Okay, I’m trying to set up a CPU rule. I have both Linux and Windows VMs. Rules that look relevant are:
CPU utilization for appliances
CPU utilization
CPU utilization on Linux/Unix

Which one is applicable for Windows? I’m surprised that the CPU use rule is OS specific??

I can see “ESX CPU” is detected as a service, but it’s not obvious if I’m meant to do something with that, and there are no metrics. Is there somewhere I can see the instantaneous current CPU values?

Edit: I found the metrics - you have to go to “Service Search” and apply a filter with nothing in to see them all. I still don’t see anything to do with network usage on the ESXi servers though…

fig_wright · June 26, 2025, 10:55am

Unfortunately I am hitting a roadblock here, despite many hours of searching and reading. Although I found this excellent guide for setup ( https://www.youtube.com/watch?v=RHJpDpK2ACE ) there are few guides on how to set up actual monitoring and notification.

In the detected services of an ESXi server I am expecting to see e.g. “CPU utilization”, “Memory”, and several network interfaces, but they are not present. I see filesystems, but excluding filesystems and VMs I only see 6 services: Check_MK, Check_MK Discovery, ESX Snapshots Summary, HostSystem, Object count, System Time. All examples show many more than this! Why might this be?

When I look at the dashboard at Monitor => Applications => vSphere VMs, the CPU utilization and ESX Memory columns are blank. Why is this? Is it because those services don’t exist in my list above?

On the VMs I get the following list of services: Check_MK, Check_MK Discovery, ESX CPU, ESX Datastores, ESX Guest Tools, ESX Heartbeat, ESX Hostsystem, ESX Memory, ESX Mounted Devices, ESX Name, ESX Snapshots, Object count, VM . This seems a decent list, and both ESX CPU and ESX Memory contain performance data I can hover over in the service screen. I’d like to display them better though.
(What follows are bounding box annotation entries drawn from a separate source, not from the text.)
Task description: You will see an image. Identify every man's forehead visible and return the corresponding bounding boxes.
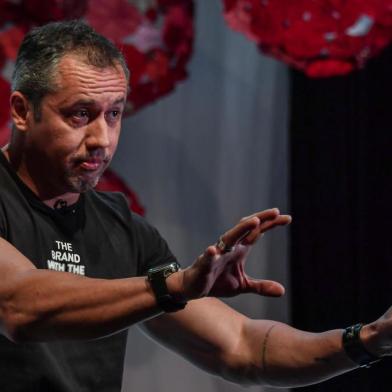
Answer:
[48,54,128,103]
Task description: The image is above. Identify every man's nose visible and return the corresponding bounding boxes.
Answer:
[86,116,110,149]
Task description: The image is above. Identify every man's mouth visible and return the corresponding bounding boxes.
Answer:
[80,159,103,171]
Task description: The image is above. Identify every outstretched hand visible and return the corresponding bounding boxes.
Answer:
[182,208,291,299]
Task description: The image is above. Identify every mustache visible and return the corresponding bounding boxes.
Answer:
[73,150,112,163]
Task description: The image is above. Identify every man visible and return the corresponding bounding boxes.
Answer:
[0,22,392,391]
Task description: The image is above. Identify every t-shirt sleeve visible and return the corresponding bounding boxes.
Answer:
[132,214,177,276]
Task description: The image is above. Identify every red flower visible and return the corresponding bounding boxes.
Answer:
[223,0,392,77]
[0,77,11,132]
[86,0,143,42]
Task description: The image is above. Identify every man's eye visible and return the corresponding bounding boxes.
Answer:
[106,110,121,121]
[73,110,88,118]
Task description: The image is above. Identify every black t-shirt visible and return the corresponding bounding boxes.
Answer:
[0,152,174,392]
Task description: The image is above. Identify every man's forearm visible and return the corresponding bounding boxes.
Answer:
[227,320,358,387]
[0,269,164,341]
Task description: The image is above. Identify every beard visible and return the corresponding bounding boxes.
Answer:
[65,154,111,193]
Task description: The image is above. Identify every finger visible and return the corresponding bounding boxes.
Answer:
[246,278,285,297]
[242,215,291,245]
[241,208,279,222]
[221,217,260,248]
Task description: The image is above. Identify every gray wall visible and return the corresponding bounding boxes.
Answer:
[113,0,289,392]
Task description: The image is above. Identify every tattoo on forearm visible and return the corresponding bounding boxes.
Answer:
[261,324,276,373]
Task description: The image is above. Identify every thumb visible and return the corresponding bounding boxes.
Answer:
[245,277,285,297]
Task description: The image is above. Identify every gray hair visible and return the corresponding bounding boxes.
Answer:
[12,20,129,121]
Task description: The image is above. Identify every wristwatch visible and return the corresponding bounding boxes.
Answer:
[147,261,187,312]
[343,323,381,368]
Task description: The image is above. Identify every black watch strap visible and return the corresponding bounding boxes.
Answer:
[147,262,187,312]
[343,324,381,368]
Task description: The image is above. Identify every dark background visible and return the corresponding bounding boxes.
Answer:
[290,44,392,392]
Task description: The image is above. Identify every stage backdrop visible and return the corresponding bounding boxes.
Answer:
[113,0,290,392]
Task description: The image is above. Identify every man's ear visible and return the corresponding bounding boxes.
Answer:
[10,91,33,132]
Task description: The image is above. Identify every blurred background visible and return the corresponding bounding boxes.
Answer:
[0,0,392,392]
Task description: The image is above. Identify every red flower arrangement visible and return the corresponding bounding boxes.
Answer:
[223,0,392,77]
[0,0,193,213]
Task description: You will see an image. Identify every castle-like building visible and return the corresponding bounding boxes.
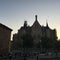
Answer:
[13,15,57,48]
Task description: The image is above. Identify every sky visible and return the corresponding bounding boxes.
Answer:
[0,0,60,39]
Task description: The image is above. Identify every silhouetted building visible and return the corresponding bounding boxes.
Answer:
[13,15,57,48]
[0,23,12,54]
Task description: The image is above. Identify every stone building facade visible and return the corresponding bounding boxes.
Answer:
[13,15,57,48]
[0,23,12,54]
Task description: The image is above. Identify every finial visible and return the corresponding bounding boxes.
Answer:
[35,15,37,20]
[46,19,48,27]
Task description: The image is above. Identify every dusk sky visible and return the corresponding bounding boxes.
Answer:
[0,0,60,39]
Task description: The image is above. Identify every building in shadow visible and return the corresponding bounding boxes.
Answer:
[0,23,12,55]
[12,15,57,49]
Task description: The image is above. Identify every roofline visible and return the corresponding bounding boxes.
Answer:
[0,23,12,31]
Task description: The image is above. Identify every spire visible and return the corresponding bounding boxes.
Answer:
[24,21,27,27]
[46,19,48,27]
[35,15,37,21]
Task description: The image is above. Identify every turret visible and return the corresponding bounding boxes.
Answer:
[24,21,27,27]
[35,15,37,21]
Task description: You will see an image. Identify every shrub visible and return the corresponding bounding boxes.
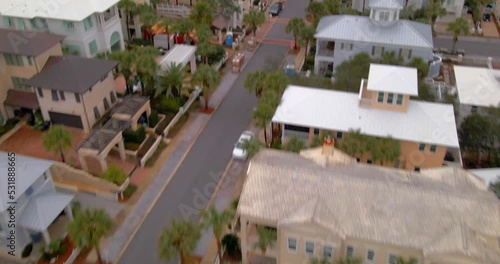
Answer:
[222,234,241,260]
[160,97,181,114]
[149,110,158,127]
[101,165,128,186]
[122,126,146,144]
[21,243,33,258]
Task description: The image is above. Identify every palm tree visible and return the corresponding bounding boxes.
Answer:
[42,125,73,162]
[154,62,187,98]
[158,219,201,264]
[201,206,234,261]
[447,17,470,52]
[244,70,268,98]
[243,9,266,37]
[191,64,221,110]
[299,25,316,57]
[285,17,306,49]
[306,2,326,25]
[118,0,137,41]
[189,0,214,26]
[68,209,113,263]
[424,0,447,32]
[254,226,277,255]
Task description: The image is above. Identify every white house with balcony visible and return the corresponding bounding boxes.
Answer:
[0,0,124,57]
[0,152,73,257]
[314,0,433,75]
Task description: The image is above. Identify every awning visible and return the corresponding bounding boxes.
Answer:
[4,89,39,109]
[19,192,74,232]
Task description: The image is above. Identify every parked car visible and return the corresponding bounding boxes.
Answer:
[269,2,283,16]
[233,130,254,160]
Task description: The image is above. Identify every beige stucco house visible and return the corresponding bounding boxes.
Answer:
[0,28,64,124]
[26,56,118,132]
[272,64,459,171]
[238,147,500,264]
I followed the guide here ( Building a dashboard for vSphere monitoring in Checkmk ) to create a new view with “CPU” and “Memory” of the ESXi host, but those extra added columns are also always blank. I do the same for the VMs view - also blank; looking in the VM service list I see they are called “ESX CPU” and “ESX Memory”, but setting to that is blank in the VMs view also Why?

I am beginning to think that checkmk is just not detecting the expected data. The servers are Dell PowerEdge R640 and 630 running ESXi 7.0.3 so they should be good. The guide says “dashboarding is also part of the Checkmk Raw Edition (CRE), but some features like certain dashboard elements are only included in the CEE” - are performance details only in the CEE? Surely not?
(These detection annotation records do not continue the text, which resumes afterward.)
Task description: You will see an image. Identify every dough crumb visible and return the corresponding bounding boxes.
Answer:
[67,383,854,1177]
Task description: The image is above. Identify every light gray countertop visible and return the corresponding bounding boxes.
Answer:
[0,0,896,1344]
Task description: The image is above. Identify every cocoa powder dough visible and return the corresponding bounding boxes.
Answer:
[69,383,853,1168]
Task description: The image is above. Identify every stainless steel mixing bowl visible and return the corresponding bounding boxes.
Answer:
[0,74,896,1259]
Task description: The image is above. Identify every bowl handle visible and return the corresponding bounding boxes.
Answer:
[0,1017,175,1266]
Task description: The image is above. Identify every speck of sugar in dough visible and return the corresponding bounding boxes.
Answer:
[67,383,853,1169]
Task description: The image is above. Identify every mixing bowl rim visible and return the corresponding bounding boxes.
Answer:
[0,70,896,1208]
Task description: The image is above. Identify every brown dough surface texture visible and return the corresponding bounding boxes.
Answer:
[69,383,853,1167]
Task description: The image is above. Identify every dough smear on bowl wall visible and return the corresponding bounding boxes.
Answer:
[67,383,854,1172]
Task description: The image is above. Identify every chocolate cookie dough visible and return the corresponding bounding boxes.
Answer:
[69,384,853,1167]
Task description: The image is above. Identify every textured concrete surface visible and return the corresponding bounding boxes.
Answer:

I am suspecting that this is why my notifications are not working - because the underlying metrics don’t actually exist.

Unfortunately I am running out of time to get checkmk running now, having spent 3 days on this. I will shortly have to abandon and move to another monitoring software…

AutoJunkie · July 3, 2025, 5:17pm

Checkmk is not something you can learn, let alone optimize in 3 days. I’ve been using the raw edition for about 2 years to monitor 800 hosts (windows/linux/juniper/apc) with over 24k associated services and I’m still learning things (like how to build mobile-friendly views).

To answer your #1, yes, you will need to install the Checkmk Agent (and any necessary plugins) in order for you to see detailed info INSIDE a VM. Both ESX and VM guest OS monitoring have to be setup for a full picture of the entire stack. Look at it this way: are you able to see what processes the VM is running from vCenter? Vice versa, can you see how many snapshots have been taken from within the guest OS?

Here is an example of one of my VMs, with the metrics you are interested highlighted. With the Checkmk agent installed, I can see network interface, CPU utilization, and processor queue (and a whole lot more - with certain plugins):

Opening the CPU utilization service reveals details that you may be able to set thresholds for and the tracking of metrics/trends overtime will be useful for troubleshooting. You cannot see this level of detail from vCenter (e.g. ESX CPU):

From there, you can setup one of the cpu service monitoring rules to set thresholds for warning and critical events. These can be scoped by folder, tag, specific hosts, etc.:

As for the ESX hosts themselves, did you setup your VM agent rule for hosts (not vcenter) similar to this:

If so then your ESX host page should look like this:

Which lets me build a view (not dashboard) like this for my ESX hosts:

fig_wright · July 8, 2025, 3:20pm

Thank you very much for this detailed reply There’s a lot there, but particularly this section:

If I go to [Setup > Hosts > Host monitoring rules > Hosts to be monitored] I dont see a rule anything like that; instead I see a default rule with conditions: “Host tag: Criticality is not Do not monitor this host”. I didn’t add that rule. How do I add a rule like the one you have? Do you have a link to a how-to?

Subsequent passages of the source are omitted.